Mais elle ne peut rester en permanence auprès de lui quand il est à la maison, encore moins depuis le douloureux décès de son mari peu après la naissance de leur quatrième. Elle doit répondre aux besoins des autres enfants, mener sa vie personnelle. Et Jean lui-même a besoin qu’il y ait d’autres personnes que sa maman pour l’accompagner dans la vie. Alors, elle a trouvé des amis qui acceptent de venir s’occuper de Jean quand elle s’absente. Elle avoue que ça lui a été difficile de leur donner sa confiance. Elle avait acquis une telle compétence qu’elle savait que personne ne ferait aussi bien qu’elle.

« J’ai trouvé une méthode –dit-elle- : je mettais des post-it dans chaque pièce. A la cuisine, pour dire les menus, la façon de lui donner à manger… à la salle de bain, pour expliquer comment le laver, lui brosser les dents… dans le séjour pour les jeux et les distractions… dans sa chambre pour le coucher, les rituels, … La maison était couverte de ces post-it, et pour moi, pendant longtemps, la confiance commençait quand je n’avais plus de post-it. » - autant dire que c’était plutôt la crainte qui dominait – « Mais peu à peu – ajoute-t-elle- j’ai compris qu’il me fallait lâcher prise pour donner ma confiance à l’autre dès le premier post-it ». Car ces petits papiers restent une grande aide pour les personnes qui viennent auprès de Jean, même si ensuite ils feront les choses à leur manière, et non pas comme elle aurait fait.

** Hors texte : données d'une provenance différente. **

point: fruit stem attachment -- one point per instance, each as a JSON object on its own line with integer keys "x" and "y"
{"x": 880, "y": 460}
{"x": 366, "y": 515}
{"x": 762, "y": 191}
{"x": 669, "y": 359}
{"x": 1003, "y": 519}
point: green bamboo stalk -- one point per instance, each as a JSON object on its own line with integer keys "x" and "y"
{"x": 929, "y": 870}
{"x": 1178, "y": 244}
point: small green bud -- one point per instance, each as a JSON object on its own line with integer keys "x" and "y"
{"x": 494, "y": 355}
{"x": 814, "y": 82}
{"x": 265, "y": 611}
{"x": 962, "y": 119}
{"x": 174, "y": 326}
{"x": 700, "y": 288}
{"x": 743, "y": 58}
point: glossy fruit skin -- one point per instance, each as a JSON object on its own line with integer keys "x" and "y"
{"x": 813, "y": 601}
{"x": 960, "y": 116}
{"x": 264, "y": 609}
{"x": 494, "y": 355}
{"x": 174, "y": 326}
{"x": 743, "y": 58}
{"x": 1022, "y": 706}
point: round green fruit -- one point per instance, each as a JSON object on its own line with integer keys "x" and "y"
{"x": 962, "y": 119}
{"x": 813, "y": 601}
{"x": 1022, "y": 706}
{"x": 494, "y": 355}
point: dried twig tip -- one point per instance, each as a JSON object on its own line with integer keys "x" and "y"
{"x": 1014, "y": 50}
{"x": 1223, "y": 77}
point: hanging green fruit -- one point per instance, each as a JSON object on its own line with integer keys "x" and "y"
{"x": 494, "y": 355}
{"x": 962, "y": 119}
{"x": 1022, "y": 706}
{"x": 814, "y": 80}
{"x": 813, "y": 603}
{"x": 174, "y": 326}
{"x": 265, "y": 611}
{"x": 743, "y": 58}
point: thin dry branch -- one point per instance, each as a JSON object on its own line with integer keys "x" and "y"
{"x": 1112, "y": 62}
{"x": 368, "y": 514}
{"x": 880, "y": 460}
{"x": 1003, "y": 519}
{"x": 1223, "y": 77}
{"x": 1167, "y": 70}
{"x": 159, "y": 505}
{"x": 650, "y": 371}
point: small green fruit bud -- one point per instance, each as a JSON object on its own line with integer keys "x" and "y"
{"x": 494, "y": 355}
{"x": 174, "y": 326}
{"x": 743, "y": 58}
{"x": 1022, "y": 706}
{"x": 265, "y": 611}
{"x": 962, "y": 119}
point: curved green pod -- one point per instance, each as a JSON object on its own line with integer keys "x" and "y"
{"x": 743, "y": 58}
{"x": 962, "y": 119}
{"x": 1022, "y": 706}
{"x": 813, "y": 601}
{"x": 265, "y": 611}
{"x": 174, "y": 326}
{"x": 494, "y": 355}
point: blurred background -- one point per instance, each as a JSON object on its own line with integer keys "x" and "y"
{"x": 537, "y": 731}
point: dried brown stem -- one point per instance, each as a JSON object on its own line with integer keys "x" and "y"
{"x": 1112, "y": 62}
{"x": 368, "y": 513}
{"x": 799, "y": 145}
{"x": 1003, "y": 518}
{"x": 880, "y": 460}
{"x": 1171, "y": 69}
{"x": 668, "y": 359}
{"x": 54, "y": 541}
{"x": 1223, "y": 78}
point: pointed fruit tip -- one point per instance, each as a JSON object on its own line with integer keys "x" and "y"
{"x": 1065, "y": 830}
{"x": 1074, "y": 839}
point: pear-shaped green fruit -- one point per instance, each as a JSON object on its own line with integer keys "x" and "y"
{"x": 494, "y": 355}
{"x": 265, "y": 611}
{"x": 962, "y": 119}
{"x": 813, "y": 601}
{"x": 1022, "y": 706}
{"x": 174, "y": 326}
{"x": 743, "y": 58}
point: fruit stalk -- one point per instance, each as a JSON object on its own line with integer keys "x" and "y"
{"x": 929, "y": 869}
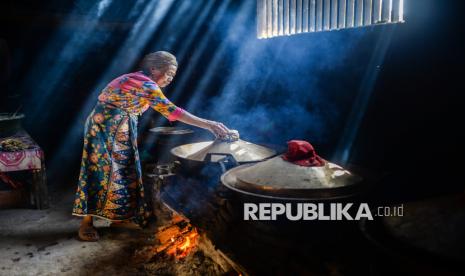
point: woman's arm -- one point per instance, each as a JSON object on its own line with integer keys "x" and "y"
{"x": 216, "y": 128}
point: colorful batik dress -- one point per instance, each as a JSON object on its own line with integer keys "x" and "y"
{"x": 110, "y": 182}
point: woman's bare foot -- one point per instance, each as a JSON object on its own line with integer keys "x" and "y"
{"x": 87, "y": 231}
{"x": 124, "y": 224}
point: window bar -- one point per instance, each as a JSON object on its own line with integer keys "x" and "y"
{"x": 327, "y": 15}
{"x": 377, "y": 11}
{"x": 312, "y": 15}
{"x": 334, "y": 8}
{"x": 367, "y": 8}
{"x": 305, "y": 10}
{"x": 397, "y": 10}
{"x": 286, "y": 17}
{"x": 342, "y": 14}
{"x": 359, "y": 13}
{"x": 275, "y": 17}
{"x": 350, "y": 13}
{"x": 387, "y": 11}
{"x": 292, "y": 13}
{"x": 298, "y": 24}
{"x": 280, "y": 17}
{"x": 261, "y": 22}
{"x": 319, "y": 15}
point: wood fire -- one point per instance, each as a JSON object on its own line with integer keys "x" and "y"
{"x": 178, "y": 239}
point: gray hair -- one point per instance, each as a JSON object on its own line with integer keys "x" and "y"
{"x": 159, "y": 60}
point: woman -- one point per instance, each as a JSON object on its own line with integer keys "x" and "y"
{"x": 110, "y": 182}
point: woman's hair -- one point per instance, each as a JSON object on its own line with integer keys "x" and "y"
{"x": 159, "y": 60}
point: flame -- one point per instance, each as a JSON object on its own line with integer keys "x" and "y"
{"x": 176, "y": 240}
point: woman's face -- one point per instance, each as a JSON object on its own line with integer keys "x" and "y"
{"x": 163, "y": 78}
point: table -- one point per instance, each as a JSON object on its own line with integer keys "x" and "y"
{"x": 31, "y": 158}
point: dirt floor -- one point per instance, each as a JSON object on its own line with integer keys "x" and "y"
{"x": 44, "y": 242}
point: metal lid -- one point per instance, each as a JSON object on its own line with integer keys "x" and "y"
{"x": 11, "y": 116}
{"x": 171, "y": 130}
{"x": 241, "y": 150}
{"x": 278, "y": 178}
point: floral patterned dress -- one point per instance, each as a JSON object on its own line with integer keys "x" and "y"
{"x": 110, "y": 182}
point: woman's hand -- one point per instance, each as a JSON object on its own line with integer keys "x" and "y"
{"x": 218, "y": 129}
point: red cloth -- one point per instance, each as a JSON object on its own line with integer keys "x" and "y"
{"x": 302, "y": 153}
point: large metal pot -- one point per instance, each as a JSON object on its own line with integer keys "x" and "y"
{"x": 194, "y": 157}
{"x": 10, "y": 123}
{"x": 280, "y": 179}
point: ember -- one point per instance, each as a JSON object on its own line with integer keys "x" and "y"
{"x": 178, "y": 239}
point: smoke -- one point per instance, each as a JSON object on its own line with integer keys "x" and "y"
{"x": 285, "y": 88}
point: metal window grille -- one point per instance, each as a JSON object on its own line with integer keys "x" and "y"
{"x": 288, "y": 17}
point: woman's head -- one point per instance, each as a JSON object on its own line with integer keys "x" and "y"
{"x": 161, "y": 66}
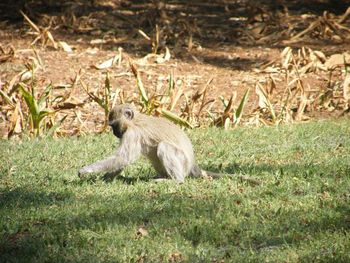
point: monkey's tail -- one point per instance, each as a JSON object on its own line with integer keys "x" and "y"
{"x": 241, "y": 177}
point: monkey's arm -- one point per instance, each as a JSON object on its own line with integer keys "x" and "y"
{"x": 128, "y": 151}
{"x": 241, "y": 177}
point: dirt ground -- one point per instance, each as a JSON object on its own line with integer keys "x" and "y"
{"x": 232, "y": 44}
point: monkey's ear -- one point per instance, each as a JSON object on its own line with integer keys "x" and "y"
{"x": 129, "y": 113}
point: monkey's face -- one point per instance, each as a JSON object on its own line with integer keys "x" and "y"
{"x": 119, "y": 119}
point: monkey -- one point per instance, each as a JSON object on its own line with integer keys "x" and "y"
{"x": 166, "y": 145}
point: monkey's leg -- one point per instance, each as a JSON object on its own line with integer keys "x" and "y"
{"x": 126, "y": 154}
{"x": 173, "y": 160}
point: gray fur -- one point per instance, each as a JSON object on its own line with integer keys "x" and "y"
{"x": 167, "y": 146}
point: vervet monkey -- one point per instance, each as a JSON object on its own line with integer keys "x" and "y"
{"x": 162, "y": 142}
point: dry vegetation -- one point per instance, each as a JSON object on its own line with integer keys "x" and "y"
{"x": 155, "y": 54}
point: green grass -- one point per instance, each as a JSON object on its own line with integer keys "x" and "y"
{"x": 301, "y": 212}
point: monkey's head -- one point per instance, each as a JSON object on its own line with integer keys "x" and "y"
{"x": 120, "y": 118}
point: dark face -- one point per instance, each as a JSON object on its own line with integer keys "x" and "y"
{"x": 119, "y": 118}
{"x": 117, "y": 129}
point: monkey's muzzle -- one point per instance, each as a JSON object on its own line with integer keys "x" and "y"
{"x": 117, "y": 131}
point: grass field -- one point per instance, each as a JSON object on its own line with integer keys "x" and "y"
{"x": 301, "y": 212}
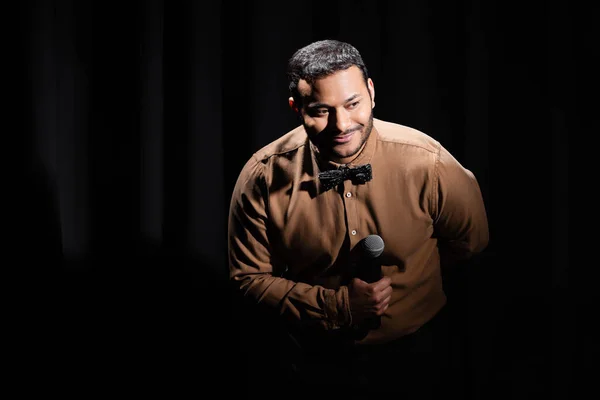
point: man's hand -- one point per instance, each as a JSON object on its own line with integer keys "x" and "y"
{"x": 368, "y": 300}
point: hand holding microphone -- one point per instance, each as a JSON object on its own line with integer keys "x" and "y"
{"x": 369, "y": 292}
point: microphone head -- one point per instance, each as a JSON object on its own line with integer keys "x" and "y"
{"x": 372, "y": 246}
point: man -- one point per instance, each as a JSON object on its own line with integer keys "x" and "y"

J’ai été très touché par l’humilité et la vérité d’Armelle dans son témoignage. J’ai le sentiment que ce qu’elle décrit ressemble assez au chemin de confiance que nous avons chacun à parcourir avec Dieu. Jésus lui-même ne nous invite-t-il pas à faire notre liste de post-it en nous disant « Demandez, et l’on vous donnera…» ? Nous pouvons lui adresser toutes nos demandes. Et en même temps,  par ailleurs, il nous invite à cesser de nous inquiéter au motif que notre Père du Ciel sait de quoi nous avons besoin. Ça n’est donc pas grave si notre liste de demandes n’est pas complète. Il sait ! Nous pouvons donc chacun lâcher prise comme Armelle a appris à le faire. D’autant plus que pour nous rassurer tout à fait, s’il en est besoin, Jésus nous quitte sur ces dernières paroles: « Je suis avec vous tous les jours jusqu’à la fin du monde ». Lui dans la main duquel nous demeurons, et qui nous porte!